Esses dons, citados no Catecismo da Igreja Católica (1831) foram retirados do texto de Isaías 11,1-3. O temor de Deus é o dom que é a base para o desenvolvimento dos outros dons infusos e, neste mês, falaremos sobre mais um dos sete dons: o da piedade.
No mundo materialista, hedonista e distante de Deus em que hoje vivemos não são muitas as famílias que vivem uma intimidade com Ele e que pautam suas vidas segundo as santas leis do Senhor; também não são muitas as pessoas fervorosas no cumprimento das Escrituras, da vontade de Deus e na busca dos valores eternos.

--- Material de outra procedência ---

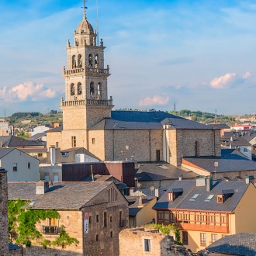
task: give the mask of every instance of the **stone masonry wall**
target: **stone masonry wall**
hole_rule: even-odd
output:
[[[149,242],[146,251],[144,240]],[[182,256],[192,255],[184,247],[175,245],[173,237],[158,230],[145,230],[144,228],[127,229],[119,234],[119,256],[151,255]]]
[[[7,171],[0,168],[0,255],[8,255]]]
[[[106,161],[156,161],[157,150],[162,160],[161,130],[108,130],[105,140]]]

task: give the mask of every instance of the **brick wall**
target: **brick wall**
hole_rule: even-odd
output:
[[[0,255],[8,255],[7,171],[0,168]]]

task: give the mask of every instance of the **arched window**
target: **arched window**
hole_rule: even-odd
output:
[[[74,95],[74,84],[71,85],[71,96]]]
[[[98,92],[97,92],[98,98],[99,99],[102,98],[102,83],[98,83],[97,89],[98,89]]]
[[[98,61],[98,59],[99,59],[99,56],[98,56],[98,54],[96,54],[95,55],[95,67],[96,68],[99,68],[99,61]]]
[[[89,67],[92,67],[92,54],[89,54],[89,61],[88,61],[88,66]]]
[[[78,95],[81,95],[81,84],[78,83]]]
[[[72,68],[76,68],[77,67],[77,61],[75,58],[75,55],[72,56]]]
[[[78,67],[81,67],[81,55],[79,54],[78,57]]]
[[[90,95],[94,95],[94,82],[92,81],[90,84]]]

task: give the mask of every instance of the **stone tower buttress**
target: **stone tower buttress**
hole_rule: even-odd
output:
[[[96,32],[84,17],[74,32],[74,45],[67,43],[67,65],[64,67],[65,97],[61,100],[64,130],[87,130],[111,116],[112,97],[108,99],[109,66],[104,64],[103,41],[96,45]]]

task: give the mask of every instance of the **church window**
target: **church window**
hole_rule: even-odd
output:
[[[95,55],[95,67],[99,67],[98,54]]]
[[[102,83],[98,83],[98,98],[102,98]]]
[[[90,95],[94,95],[94,82],[92,81],[90,84]]]
[[[81,63],[81,55],[79,54],[78,57],[78,67],[81,67],[82,63]]]
[[[72,142],[72,147],[77,147],[77,138],[75,136],[72,136],[71,142]]]
[[[76,68],[77,67],[77,61],[75,58],[75,55],[72,56],[72,68]]]
[[[78,95],[81,95],[81,83],[78,84]]]
[[[74,85],[71,84],[71,95],[74,95]]]
[[[89,67],[92,67],[92,55],[89,54],[89,61],[88,61]]]

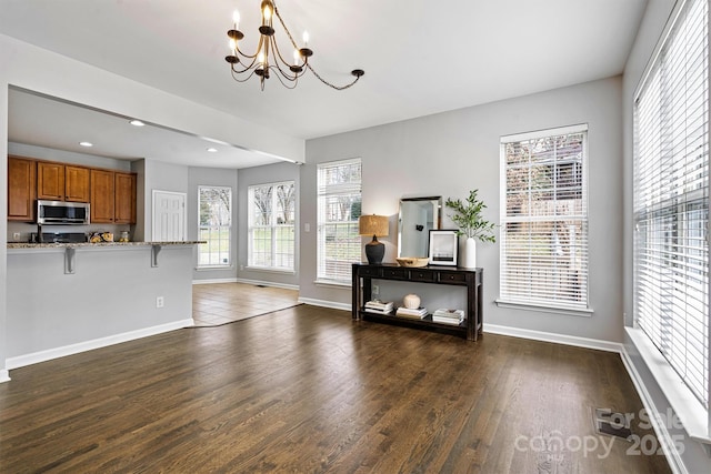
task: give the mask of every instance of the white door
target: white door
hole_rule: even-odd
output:
[[[153,190],[154,242],[186,240],[186,193]]]

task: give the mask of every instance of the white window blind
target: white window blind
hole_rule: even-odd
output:
[[[198,188],[199,239],[198,266],[230,266],[232,258],[232,189]]]
[[[587,130],[502,137],[499,302],[588,311]]]
[[[294,269],[294,182],[249,186],[249,266]]]
[[[319,164],[318,208],[317,279],[350,284],[352,263],[360,262],[362,246],[360,159]]]
[[[634,107],[634,316],[709,409],[709,3],[688,0]]]

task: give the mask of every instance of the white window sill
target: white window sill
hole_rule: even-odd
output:
[[[296,275],[297,272],[287,269],[272,269],[269,266],[244,266],[246,272],[266,272],[266,273],[282,273],[284,275]]]
[[[342,288],[350,289],[352,286],[351,282],[340,282],[336,280],[316,280],[313,282],[317,286],[332,286],[332,288]]]
[[[594,313],[593,310],[580,310],[573,307],[559,307],[559,306],[542,306],[538,304],[531,303],[517,303],[505,300],[495,300],[497,306],[499,307],[509,307],[513,310],[527,310],[527,311],[538,311],[540,313],[553,313],[553,314],[563,314],[565,316],[580,316],[580,317],[590,317]]]
[[[641,329],[624,327],[689,436],[711,444],[709,413]],[[665,421],[665,420],[664,420]],[[667,426],[670,427],[670,426]]]

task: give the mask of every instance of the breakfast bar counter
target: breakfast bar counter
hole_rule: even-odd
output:
[[[7,369],[191,326],[199,243],[8,243]]]
[[[29,242],[8,242],[8,250],[18,249],[67,249],[67,248],[100,248],[100,246],[147,246],[147,245],[194,245],[204,243],[203,241],[168,241],[168,242],[74,242],[74,243],[29,243]]]

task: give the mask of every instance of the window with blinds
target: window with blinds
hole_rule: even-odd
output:
[[[232,189],[198,188],[198,268],[230,266],[232,235]]]
[[[501,138],[500,303],[588,311],[588,128]]]
[[[294,182],[249,186],[249,266],[293,271]]]
[[[317,280],[351,283],[352,263],[361,260],[360,209],[360,159],[319,164]]]
[[[709,409],[709,3],[688,0],[634,104],[635,322]]]

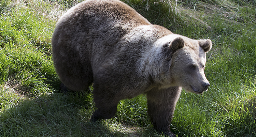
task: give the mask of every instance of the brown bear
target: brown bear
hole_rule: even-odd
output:
[[[71,8],[58,21],[52,45],[68,88],[94,83],[93,122],[113,117],[121,100],[145,94],[155,128],[175,136],[170,126],[182,88],[199,94],[210,86],[204,71],[210,40],[152,25],[117,0],[88,0]]]

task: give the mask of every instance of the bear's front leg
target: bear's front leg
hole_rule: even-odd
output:
[[[146,93],[150,118],[155,129],[165,136],[176,136],[171,131],[170,126],[181,90],[178,87],[155,88]]]

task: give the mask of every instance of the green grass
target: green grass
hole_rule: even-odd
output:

O dom da piedade nos leva a amar Deus profundamente e viver em comunhão com Ele, desejando sempre fazer a sua vontade, leva-nos a amar e reverenciar tudo que é de Deus: a oração individual, a oração litúrgica, a vida sacramental, a adoração ao Santíssimo Sacramento, a reza do santo Terço, o desejo de pregar a Palavra de Deus e sua meditação, a leitura de bons livros e o zelo pelas coisas sagradas.
A palavra “piedade”, no seu sentido original, diz respeito à atitude de uma criança para com seus pais: uma combinação de amor, confiança e reverência. Se essa é a nossa disposição habitual para com o nosso Pai, vivemos o dom da piedade. Esse dom do Espírito Santo é propriamente filial e recebe o nome de filho pois este tem piedade para com o pai, a piedade filial, ou seja, a devoção para com o Pai. Isso também estava presente no coração de Cristo, pois Ele, mesmo em sua profunda agonia no monte das Oliveiras, manteve-se fiel à vontade do Pai e se deu por nós para a remissão dos nossos pecados: “Todavia, não se faça o que eu quero, mas sim o que tu queres” (Mt 26,39).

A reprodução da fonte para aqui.